Lorsque nous pensons à l’Arctique, la plupart d’entre nous pensent à un paysage aride couvert de neige et à de vastes étendues d’océan glacé. C’est loin de la réalité de l’Arctique canadien aujourd’hui. Avec environ 150 000 personnes qui y habitent, cette région n’est certainement pas stérile.

L’Arctique se réchauffe plus rapidement que partout ailleurs sur Terre. Cette forte augmentation de la température affecte la faune, les plantes et les humains et entraîne une diminution de la banquise, que de nombreux prédateurs et chasseurs utilisent toute l’année.

La perte de glace de mer rend également le Nord plus accessible que jamais, augmentant ainsi la probabilité de déversements majeurs de pétrole à mesure que le trafic de navires et de pétroliers se multiplie. Ces déversements exposent la faune à de nouveaux contaminants, notamment des composés aromatiques polycycliques — le principal contaminant des déversements de pétrole — qui peuvent causer le cancer chez les oiseaux.

Cet afflux de nouveaux contaminants dans l’environnement rend difficile pour les chercheurs de surveiller leurs effets sur la faune. Après avoir étudié les moyens de surveiller la quantité et la variété des contaminants dans la faune arctique, nous avons créé un nouvel outil – ToxChip – pour analyser les changements dans l’ADN des animaux exposés au pétrole et résoudre ce problème.

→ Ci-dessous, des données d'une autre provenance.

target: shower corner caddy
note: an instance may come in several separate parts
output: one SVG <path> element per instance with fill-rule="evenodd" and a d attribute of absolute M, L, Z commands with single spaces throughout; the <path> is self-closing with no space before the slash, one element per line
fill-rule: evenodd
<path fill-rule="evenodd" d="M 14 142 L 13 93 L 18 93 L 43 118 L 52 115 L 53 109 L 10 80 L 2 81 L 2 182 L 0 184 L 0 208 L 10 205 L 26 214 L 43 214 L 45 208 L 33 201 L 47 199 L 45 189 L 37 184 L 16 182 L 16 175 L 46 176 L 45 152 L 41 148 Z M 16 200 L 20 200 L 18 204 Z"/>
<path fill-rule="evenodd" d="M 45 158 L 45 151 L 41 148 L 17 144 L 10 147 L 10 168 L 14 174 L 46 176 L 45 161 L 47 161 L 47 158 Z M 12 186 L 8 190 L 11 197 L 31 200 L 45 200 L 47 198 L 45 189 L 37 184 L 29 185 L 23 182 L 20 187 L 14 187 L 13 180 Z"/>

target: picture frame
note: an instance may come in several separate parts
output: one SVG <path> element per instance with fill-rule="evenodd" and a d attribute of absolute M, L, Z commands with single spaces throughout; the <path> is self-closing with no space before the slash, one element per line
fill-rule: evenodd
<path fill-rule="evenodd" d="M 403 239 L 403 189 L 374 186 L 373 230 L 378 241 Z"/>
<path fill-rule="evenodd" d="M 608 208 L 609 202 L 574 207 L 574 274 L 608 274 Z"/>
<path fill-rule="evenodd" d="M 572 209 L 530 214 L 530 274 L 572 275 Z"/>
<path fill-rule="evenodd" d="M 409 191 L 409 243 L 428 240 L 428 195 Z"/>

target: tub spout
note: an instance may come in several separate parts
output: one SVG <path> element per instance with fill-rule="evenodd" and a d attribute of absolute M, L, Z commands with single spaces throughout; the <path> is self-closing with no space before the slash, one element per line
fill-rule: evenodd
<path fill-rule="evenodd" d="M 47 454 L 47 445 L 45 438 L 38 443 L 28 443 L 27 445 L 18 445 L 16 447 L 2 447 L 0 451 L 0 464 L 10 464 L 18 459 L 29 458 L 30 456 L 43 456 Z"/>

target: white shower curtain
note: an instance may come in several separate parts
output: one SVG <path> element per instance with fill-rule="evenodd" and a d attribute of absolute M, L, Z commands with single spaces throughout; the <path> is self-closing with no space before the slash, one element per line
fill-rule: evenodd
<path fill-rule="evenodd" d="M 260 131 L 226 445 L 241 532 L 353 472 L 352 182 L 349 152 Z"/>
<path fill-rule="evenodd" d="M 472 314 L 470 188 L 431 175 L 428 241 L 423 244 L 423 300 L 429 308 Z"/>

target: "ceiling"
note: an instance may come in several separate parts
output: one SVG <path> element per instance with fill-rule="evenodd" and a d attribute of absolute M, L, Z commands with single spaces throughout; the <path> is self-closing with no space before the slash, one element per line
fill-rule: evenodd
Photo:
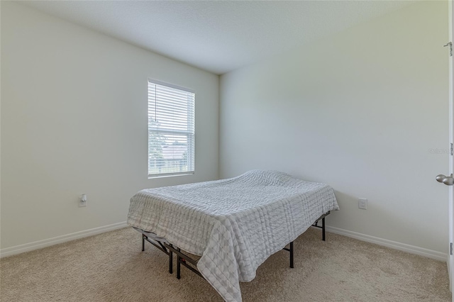
<path fill-rule="evenodd" d="M 398 10 L 411 1 L 21 1 L 221 74 Z"/>

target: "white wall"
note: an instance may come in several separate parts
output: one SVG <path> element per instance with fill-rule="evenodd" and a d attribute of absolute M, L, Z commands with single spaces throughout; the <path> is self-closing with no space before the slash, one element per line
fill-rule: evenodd
<path fill-rule="evenodd" d="M 194 175 L 148 179 L 148 78 L 196 91 Z M 218 177 L 217 75 L 1 1 L 1 88 L 2 250 L 124 222 L 139 189 Z"/>
<path fill-rule="evenodd" d="M 445 1 L 421 2 L 221 78 L 221 177 L 331 184 L 327 224 L 447 252 Z M 369 199 L 367 210 L 358 198 Z"/>

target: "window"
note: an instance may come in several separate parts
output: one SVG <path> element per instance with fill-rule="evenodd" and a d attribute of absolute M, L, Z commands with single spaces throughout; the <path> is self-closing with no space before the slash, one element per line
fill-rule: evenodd
<path fill-rule="evenodd" d="M 195 94 L 148 82 L 148 177 L 194 174 Z"/>

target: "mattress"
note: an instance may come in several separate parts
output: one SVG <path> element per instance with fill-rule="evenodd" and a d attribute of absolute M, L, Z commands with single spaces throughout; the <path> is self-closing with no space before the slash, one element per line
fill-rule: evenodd
<path fill-rule="evenodd" d="M 201 256 L 197 269 L 226 301 L 240 281 L 321 215 L 338 210 L 333 189 L 275 171 L 148 189 L 131 199 L 128 223 Z"/>

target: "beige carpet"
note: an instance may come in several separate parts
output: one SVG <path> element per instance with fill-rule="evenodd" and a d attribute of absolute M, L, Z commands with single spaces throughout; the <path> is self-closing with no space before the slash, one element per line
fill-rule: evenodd
<path fill-rule="evenodd" d="M 446 264 L 309 229 L 289 254 L 272 255 L 251 282 L 247 301 L 450 301 Z M 204 279 L 124 228 L 0 260 L 1 301 L 221 301 Z M 147 243 L 147 242 L 145 242 Z"/>

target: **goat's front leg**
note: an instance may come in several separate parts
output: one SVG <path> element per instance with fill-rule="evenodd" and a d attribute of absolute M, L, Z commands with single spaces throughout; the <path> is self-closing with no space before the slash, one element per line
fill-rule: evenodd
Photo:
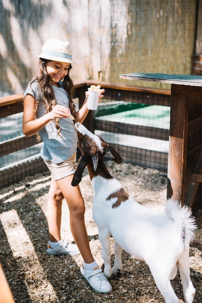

Augmentation de l’exploration et de l’extraction de pétrole

Entre 1995 et 2015, le trafic maritime a presque triplé dans l’Arctique canadien en raison de l’appauvrissement des glaces de mer. Les routes maritimes nouvellement accessibles, y compris la route maritime du Nord, ont réduit le temps de transit entre l’Asie de l’Est et l’Europe de l’Ouest d’environ 10 jours.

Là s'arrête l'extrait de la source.